1911 Encyclopædia Britannica/Pisacane, Carlo

20944561911 Encyclopædia Britannica, Volume 21 — Pisacane, Carlo

PISACANE, CARLO, duke of San Giovanni (1818–1857). Italian revolutionary, was born at Naples, and entered the Neapolitan army in 1839; but having become imbued with Mazzinian ideas he emigrated in 1847, and after a short stay in England and France served in the French army in Algeria. The revolution of 1848 recalled him to Italy; he played a part in the brief but glorious history of the Roman Republic, and was the life and soul of the war commission in the defence of the city.

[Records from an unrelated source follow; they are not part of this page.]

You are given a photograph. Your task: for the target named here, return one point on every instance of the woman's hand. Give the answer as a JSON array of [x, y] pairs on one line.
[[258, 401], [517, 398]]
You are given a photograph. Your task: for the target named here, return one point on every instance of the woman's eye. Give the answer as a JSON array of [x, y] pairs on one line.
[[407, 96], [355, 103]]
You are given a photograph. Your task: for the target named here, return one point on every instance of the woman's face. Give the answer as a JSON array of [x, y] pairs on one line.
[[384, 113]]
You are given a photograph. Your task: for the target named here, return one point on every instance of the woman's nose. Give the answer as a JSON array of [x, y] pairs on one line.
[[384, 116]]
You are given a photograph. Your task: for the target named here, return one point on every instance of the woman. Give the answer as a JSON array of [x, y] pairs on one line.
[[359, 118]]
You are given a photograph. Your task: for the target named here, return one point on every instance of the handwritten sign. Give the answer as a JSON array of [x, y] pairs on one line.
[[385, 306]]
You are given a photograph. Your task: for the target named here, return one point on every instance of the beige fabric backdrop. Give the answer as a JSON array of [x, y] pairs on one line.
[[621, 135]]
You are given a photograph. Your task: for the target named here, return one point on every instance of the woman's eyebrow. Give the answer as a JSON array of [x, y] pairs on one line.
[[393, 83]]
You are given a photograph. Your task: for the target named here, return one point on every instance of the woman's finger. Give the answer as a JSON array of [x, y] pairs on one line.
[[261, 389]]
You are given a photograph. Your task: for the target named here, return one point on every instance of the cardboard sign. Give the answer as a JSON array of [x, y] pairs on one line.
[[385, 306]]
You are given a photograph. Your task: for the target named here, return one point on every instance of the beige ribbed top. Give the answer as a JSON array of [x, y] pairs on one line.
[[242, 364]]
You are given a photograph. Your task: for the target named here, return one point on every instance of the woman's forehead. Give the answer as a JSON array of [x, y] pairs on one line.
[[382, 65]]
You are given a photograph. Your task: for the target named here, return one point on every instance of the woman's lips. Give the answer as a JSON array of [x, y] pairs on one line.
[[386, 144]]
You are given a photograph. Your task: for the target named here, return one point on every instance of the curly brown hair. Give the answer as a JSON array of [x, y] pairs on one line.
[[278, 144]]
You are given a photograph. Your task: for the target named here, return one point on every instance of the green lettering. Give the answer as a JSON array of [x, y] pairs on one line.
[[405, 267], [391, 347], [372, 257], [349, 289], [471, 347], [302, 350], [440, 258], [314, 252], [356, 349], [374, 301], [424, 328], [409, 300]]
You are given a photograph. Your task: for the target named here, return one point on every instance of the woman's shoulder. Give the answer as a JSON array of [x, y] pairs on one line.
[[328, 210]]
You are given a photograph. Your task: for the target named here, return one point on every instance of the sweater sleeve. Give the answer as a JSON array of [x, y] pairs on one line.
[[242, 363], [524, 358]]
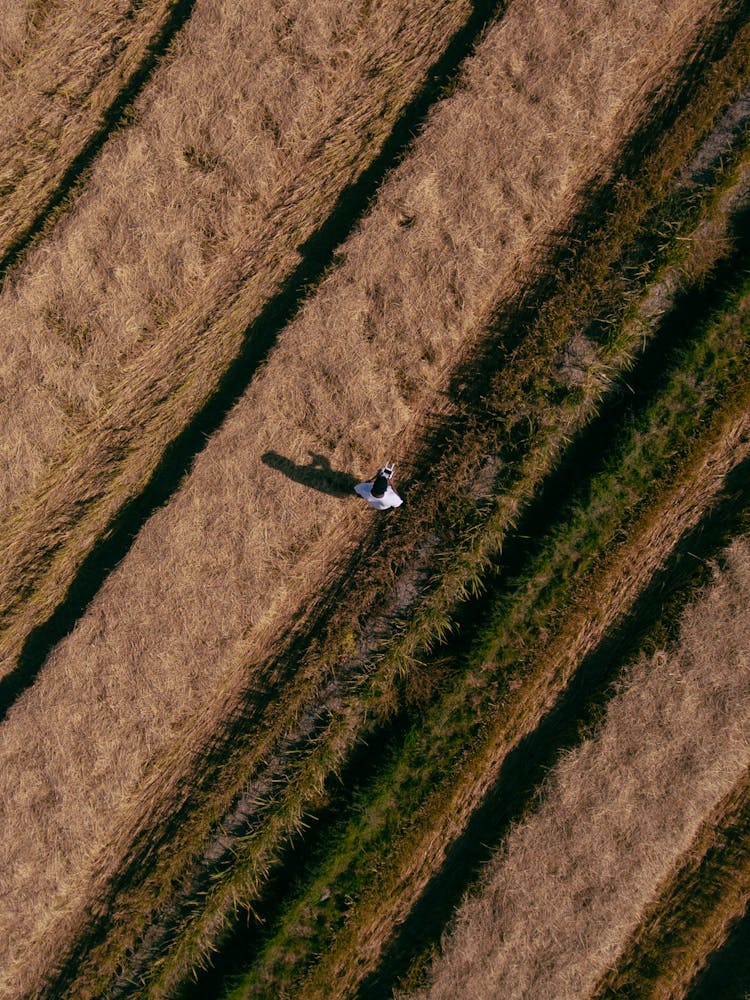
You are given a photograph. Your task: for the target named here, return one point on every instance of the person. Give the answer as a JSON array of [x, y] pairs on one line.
[[379, 491]]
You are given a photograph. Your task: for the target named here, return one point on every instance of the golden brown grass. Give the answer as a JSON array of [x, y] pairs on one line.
[[695, 912], [211, 581], [124, 319], [63, 64], [617, 813]]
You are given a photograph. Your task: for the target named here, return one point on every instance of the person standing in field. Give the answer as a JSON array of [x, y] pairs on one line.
[[379, 491]]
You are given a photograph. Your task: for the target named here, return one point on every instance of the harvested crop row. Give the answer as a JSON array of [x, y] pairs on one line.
[[522, 656], [262, 805], [616, 816], [122, 324], [70, 71], [164, 651], [695, 911]]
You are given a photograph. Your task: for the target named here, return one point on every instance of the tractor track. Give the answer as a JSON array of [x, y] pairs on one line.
[[112, 118], [248, 812]]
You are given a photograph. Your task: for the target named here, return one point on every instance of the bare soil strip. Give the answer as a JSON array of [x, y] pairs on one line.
[[87, 63], [312, 718], [312, 714], [371, 918], [615, 816], [215, 578], [708, 893], [174, 263]]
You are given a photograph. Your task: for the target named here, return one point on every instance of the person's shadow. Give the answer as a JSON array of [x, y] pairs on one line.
[[318, 474]]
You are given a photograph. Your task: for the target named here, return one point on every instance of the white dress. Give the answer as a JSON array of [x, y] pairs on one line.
[[389, 499]]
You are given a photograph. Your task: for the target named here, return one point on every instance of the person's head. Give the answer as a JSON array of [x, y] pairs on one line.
[[379, 485]]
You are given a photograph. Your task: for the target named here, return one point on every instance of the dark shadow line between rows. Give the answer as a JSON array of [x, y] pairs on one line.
[[583, 458], [648, 133], [113, 116], [317, 254], [528, 764]]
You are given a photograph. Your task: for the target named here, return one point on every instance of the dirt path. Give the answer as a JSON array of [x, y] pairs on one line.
[[214, 578], [315, 711]]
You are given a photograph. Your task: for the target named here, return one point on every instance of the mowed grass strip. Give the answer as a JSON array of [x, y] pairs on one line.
[[660, 477], [69, 69], [677, 216], [121, 323], [161, 655], [615, 816], [462, 568], [696, 908]]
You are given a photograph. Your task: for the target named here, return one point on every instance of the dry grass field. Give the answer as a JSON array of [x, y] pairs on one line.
[[127, 313], [193, 217], [616, 814], [65, 69]]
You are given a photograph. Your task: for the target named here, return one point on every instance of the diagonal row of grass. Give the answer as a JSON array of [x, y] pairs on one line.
[[197, 924], [196, 218], [72, 69], [582, 579], [695, 909], [616, 814], [261, 742], [154, 667]]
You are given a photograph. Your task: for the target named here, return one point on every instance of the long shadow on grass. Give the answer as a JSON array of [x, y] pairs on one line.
[[583, 459], [317, 255], [478, 375], [727, 974], [112, 117]]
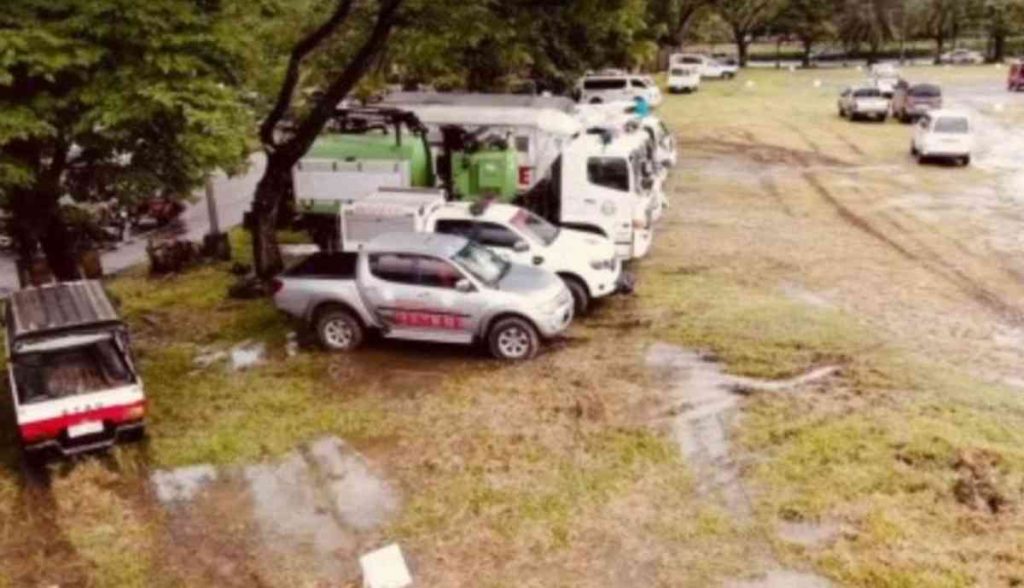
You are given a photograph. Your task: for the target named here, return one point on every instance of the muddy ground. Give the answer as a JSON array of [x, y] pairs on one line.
[[669, 441]]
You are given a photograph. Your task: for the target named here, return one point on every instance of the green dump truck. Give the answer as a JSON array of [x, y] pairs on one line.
[[364, 150]]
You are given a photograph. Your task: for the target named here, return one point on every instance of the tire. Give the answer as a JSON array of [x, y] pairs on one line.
[[338, 330], [513, 339], [581, 295]]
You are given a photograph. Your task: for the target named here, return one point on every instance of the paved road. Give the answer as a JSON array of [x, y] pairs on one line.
[[232, 197]]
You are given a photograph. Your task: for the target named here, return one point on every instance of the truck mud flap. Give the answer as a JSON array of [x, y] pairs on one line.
[[627, 283]]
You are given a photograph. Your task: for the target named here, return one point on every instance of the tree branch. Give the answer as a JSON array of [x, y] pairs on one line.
[[343, 84], [299, 52]]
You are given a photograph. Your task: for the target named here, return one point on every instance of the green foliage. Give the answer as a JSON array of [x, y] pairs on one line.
[[139, 96], [488, 46]]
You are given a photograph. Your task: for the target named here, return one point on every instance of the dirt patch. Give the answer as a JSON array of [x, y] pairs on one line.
[[979, 483], [781, 579], [764, 154]]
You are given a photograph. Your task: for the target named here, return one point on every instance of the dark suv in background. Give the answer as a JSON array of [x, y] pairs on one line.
[[911, 101]]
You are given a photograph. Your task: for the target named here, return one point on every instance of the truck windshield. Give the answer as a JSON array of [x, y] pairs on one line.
[[535, 226], [481, 262], [42, 376]]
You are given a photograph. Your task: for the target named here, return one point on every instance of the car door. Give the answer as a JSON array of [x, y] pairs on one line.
[[394, 294], [452, 302]]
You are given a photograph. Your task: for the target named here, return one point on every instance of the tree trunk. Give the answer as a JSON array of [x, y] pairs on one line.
[[998, 48], [270, 191], [741, 46], [59, 250]]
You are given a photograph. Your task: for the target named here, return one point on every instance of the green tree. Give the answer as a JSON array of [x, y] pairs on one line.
[[332, 58], [747, 17], [147, 91], [808, 21], [1001, 18]]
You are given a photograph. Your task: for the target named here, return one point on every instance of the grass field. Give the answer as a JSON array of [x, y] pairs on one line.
[[795, 240]]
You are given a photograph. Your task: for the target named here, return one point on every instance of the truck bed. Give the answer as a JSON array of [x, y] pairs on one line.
[[325, 265]]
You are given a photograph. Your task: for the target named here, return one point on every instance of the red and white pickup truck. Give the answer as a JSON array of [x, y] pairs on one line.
[[73, 377]]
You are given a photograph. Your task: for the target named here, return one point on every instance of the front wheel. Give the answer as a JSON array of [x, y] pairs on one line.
[[338, 330], [581, 296], [513, 339]]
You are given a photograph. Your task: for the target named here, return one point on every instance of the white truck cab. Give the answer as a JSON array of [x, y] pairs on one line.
[[596, 89], [684, 78], [603, 189]]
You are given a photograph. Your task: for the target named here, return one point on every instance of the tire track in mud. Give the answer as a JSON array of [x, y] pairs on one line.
[[38, 534], [925, 258]]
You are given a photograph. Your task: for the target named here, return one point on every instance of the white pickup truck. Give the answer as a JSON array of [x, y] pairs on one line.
[[73, 379], [426, 287], [586, 262]]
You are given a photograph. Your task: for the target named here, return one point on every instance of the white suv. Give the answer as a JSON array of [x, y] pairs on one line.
[[943, 134], [684, 78], [595, 89]]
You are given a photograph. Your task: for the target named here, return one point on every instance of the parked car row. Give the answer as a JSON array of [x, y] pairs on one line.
[[938, 133], [467, 218]]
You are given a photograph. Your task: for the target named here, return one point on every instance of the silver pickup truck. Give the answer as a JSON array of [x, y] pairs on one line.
[[426, 287]]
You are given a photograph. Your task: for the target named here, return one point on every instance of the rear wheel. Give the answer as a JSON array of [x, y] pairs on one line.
[[338, 330], [581, 295], [513, 339]]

After its capture by the French he again went into exile, first to London and then to Genoa, maintaining himself by teaching. He regarded the rule of the house of Savoy as no better than that of Austria. When Mazzini, undeterred by the failure of the abortive Milan rising on the 6th of February 1853, determined to organize an expedition to provoke a rising in the Neapolitan kingdom, Pisacane offered himself for the task, and sailed from Genoa with a few followers (including Giovanni Nicotera) on board the "Caghari" on the 2 5th of June 1857. They landed on the island of Ponza, where the guards were overpowered and some hundreds of prisoners liberated, and on the 28th arrived at Sapri in Calabria and attempted to reach the Cilento. But hardly any assistance from the inhabitants was forthcoming, and the invaders were quickly overpowered, Pisacane himself being killed.

See P. M. Bilotti, La Spedizione di Sapri (Salerno, 1907).